Frank has set us the theme of Future this week.
It opens up memories of visions of different futures, dreams and plans, and when I look around, what I see is not what I imagined but I’m not complaining.
As a teenager, the year 2000 seemed a long way off, but now it’s actually 18 years behind us.
My great niece was born in 2000 and is thus 18 this year, having the right to drink, vote, get married without parental consent as she is considered legally an adult.
What does the future hold for her I wonder? Looking at the headlines, I wouldn’t want to change places with her, the lack of jobs or potential home ownership, and even the place you live may be fraught with danger, unrest and dissatisfaction.
On the flip side, she lives in the computer age, awash with technology and possibilities.
At 18, I didn’t have a boyfriend, just dreams of getting married, owning a home, and having a large family when I eventually found ‘The One’.
At 21 I was married, at 24 separated and divorced at 25, luckily no kids, but I did get custody of the dog and my car as I was paying the loan off for it.
Then in 1981 I took on a ready-made family and another set of dreams entered my head.
Alcohol on his part and depression on mine killed those and in 1989 we parted company.
But, there were good times, my fostering days I will never regret, and I was given a chance to be the person I wanted to be and rebuild my life. He just wasn’t part of it.

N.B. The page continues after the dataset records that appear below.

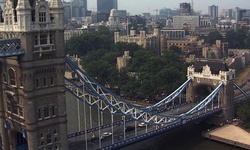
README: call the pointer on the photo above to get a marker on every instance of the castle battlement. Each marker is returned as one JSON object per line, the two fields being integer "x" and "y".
{"x": 206, "y": 73}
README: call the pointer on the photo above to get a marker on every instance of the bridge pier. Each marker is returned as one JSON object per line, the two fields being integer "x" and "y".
{"x": 206, "y": 76}
{"x": 227, "y": 97}
{"x": 4, "y": 142}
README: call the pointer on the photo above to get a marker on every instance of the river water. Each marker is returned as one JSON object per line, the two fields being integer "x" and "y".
{"x": 185, "y": 138}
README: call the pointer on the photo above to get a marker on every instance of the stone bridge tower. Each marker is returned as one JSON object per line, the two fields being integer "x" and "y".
{"x": 206, "y": 76}
{"x": 32, "y": 93}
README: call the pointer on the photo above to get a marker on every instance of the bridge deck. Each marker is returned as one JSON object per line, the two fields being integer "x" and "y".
{"x": 230, "y": 134}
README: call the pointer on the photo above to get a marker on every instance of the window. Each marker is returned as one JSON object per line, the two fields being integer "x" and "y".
{"x": 14, "y": 107}
{"x": 21, "y": 111}
{"x": 44, "y": 81}
{"x": 36, "y": 40}
{"x": 46, "y": 112}
{"x": 5, "y": 79}
{"x": 41, "y": 135}
{"x": 21, "y": 80}
{"x": 51, "y": 80}
{"x": 39, "y": 111}
{"x": 49, "y": 141}
{"x": 43, "y": 39}
{"x": 55, "y": 132}
{"x": 42, "y": 14}
{"x": 10, "y": 17}
{"x": 12, "y": 77}
{"x": 53, "y": 113}
{"x": 51, "y": 39}
{"x": 8, "y": 106}
{"x": 37, "y": 82}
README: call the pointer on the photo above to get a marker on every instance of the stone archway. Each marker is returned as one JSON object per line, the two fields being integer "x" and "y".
{"x": 19, "y": 141}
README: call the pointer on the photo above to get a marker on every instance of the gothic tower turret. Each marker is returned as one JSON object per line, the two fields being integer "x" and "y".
{"x": 32, "y": 93}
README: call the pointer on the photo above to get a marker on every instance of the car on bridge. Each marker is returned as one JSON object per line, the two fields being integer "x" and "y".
{"x": 142, "y": 124}
{"x": 129, "y": 128}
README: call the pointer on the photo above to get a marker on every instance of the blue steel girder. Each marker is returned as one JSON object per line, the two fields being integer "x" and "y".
{"x": 91, "y": 92}
{"x": 241, "y": 90}
{"x": 170, "y": 97}
{"x": 206, "y": 101}
{"x": 10, "y": 47}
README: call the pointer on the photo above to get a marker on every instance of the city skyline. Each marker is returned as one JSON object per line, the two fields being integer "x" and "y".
{"x": 150, "y": 6}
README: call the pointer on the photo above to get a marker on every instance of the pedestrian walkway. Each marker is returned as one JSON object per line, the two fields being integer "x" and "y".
{"x": 230, "y": 134}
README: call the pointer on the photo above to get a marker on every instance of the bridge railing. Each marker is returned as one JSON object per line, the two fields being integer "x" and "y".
{"x": 112, "y": 103}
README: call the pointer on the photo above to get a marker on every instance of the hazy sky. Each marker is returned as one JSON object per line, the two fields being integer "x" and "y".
{"x": 141, "y": 6}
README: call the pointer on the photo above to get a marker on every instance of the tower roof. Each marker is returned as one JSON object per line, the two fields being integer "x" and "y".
{"x": 23, "y": 4}
{"x": 56, "y": 4}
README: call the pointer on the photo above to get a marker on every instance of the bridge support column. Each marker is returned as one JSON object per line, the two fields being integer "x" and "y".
{"x": 189, "y": 93}
{"x": 4, "y": 142}
{"x": 227, "y": 97}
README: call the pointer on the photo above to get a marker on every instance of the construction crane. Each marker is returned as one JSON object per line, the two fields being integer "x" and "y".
{"x": 192, "y": 7}
{"x": 156, "y": 11}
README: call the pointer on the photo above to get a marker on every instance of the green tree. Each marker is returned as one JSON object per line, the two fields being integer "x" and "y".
{"x": 213, "y": 36}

Now I look at where I am. Twenty nine years down the road with the same guy who loves me unconditionally and totally. That was the biggest something I’d hoped for all those years ago.
No kids, but we’ve had dogs (they do count!) and our claim to living the dream is our boating days. It’s a year come the 19th that we took her up for brokerage. We said goodbye to three years aboard, and looked to an immediate future of house hunting and all the trials and tribulations that incurred. And here we are!

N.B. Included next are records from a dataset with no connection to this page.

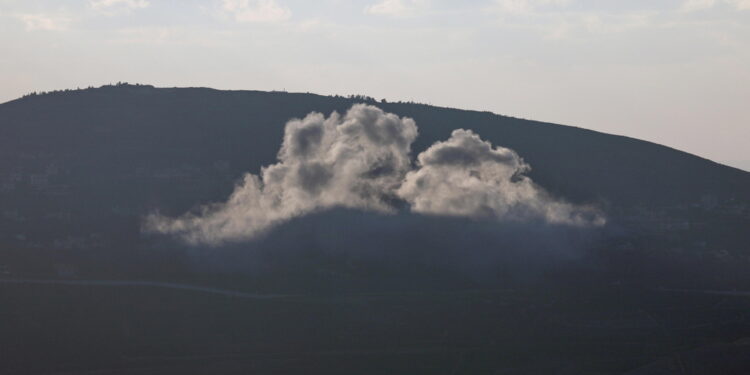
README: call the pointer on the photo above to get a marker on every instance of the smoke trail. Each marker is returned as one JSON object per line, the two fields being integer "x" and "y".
{"x": 355, "y": 161}
{"x": 466, "y": 176}
{"x": 362, "y": 160}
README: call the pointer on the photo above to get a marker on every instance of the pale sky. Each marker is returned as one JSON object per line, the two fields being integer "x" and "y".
{"x": 676, "y": 72}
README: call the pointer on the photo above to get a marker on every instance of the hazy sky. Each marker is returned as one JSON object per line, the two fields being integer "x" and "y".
{"x": 675, "y": 72}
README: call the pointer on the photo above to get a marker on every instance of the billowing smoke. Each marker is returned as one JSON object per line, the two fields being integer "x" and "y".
{"x": 357, "y": 161}
{"x": 362, "y": 161}
{"x": 466, "y": 176}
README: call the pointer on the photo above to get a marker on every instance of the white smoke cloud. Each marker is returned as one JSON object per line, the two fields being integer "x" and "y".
{"x": 362, "y": 160}
{"x": 357, "y": 160}
{"x": 466, "y": 176}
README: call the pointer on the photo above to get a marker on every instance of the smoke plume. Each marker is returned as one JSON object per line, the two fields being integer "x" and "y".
{"x": 362, "y": 160}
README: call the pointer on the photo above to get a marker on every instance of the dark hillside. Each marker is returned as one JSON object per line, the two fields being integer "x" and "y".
{"x": 105, "y": 135}
{"x": 79, "y": 169}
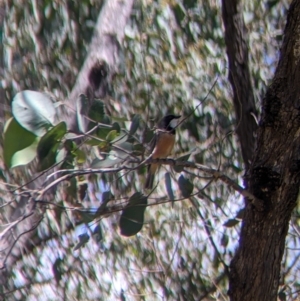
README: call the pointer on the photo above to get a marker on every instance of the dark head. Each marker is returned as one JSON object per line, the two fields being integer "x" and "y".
{"x": 166, "y": 122}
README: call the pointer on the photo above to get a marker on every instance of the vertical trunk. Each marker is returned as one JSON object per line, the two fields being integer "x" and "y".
{"x": 273, "y": 177}
{"x": 239, "y": 77}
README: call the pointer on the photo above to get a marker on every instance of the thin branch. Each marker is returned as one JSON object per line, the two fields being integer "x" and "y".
{"x": 213, "y": 172}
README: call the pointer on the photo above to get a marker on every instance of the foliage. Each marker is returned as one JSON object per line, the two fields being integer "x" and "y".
{"x": 173, "y": 54}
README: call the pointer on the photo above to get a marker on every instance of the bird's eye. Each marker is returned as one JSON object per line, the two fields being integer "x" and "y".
{"x": 173, "y": 123}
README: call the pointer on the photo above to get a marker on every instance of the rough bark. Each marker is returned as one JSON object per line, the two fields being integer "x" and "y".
{"x": 103, "y": 57}
{"x": 100, "y": 65}
{"x": 273, "y": 177}
{"x": 239, "y": 77}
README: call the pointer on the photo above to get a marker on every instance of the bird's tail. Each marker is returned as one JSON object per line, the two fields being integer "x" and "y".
{"x": 150, "y": 176}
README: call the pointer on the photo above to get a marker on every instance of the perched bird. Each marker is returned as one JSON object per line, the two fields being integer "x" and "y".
{"x": 163, "y": 144}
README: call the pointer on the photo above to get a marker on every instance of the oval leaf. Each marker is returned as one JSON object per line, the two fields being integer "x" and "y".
{"x": 48, "y": 146}
{"x": 134, "y": 124}
{"x": 132, "y": 217}
{"x": 20, "y": 145}
{"x": 186, "y": 186}
{"x": 81, "y": 112}
{"x": 34, "y": 111}
{"x": 169, "y": 186}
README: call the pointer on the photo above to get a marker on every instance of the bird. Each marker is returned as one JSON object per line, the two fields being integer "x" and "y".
{"x": 163, "y": 144}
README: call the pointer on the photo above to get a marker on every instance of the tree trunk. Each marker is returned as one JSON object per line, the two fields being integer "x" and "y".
{"x": 273, "y": 177}
{"x": 239, "y": 77}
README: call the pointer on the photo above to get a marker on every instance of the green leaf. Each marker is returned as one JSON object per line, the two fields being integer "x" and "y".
{"x": 240, "y": 214}
{"x": 185, "y": 186}
{"x": 19, "y": 146}
{"x": 132, "y": 217}
{"x": 80, "y": 156}
{"x": 97, "y": 233}
{"x": 48, "y": 146}
{"x": 231, "y": 223}
{"x": 81, "y": 112}
{"x": 34, "y": 111}
{"x": 182, "y": 158}
{"x": 134, "y": 124}
{"x": 169, "y": 186}
{"x": 106, "y": 197}
{"x": 114, "y": 157}
{"x": 57, "y": 269}
{"x": 111, "y": 135}
{"x": 83, "y": 239}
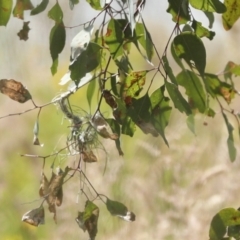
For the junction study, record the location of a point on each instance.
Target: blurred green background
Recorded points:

Our future as pensioners is looking dodgy thanks to our government moving goalposts and tweaking figures. To qualify now, we have to wait a further four years, by which time some of the perks like free bus passes for senior citizens and free TV licences for the over 75s (not that we have a TV anyway and haven’t for over 10 years) may be things of the past.
We are lucky that we own our home outright, though should we need healthcare in our later years, we may have to sell.
But you know what? You might think I’ve painted a bleak picture of our future, but it isn’t.
We’ll never be rich, but we have each other, and our life is pretty damn good actually!
Our immediate future now is filled with anticipation of homegrown veg as we’ve planted the spuds and got the seeds in pots in the spare room for tomatoes and green beans. As soon as the sogginess has gone from the veg patch after all this rain, we shall be putting in our onions. Such simple pleasures, and the government can’t tax us on that!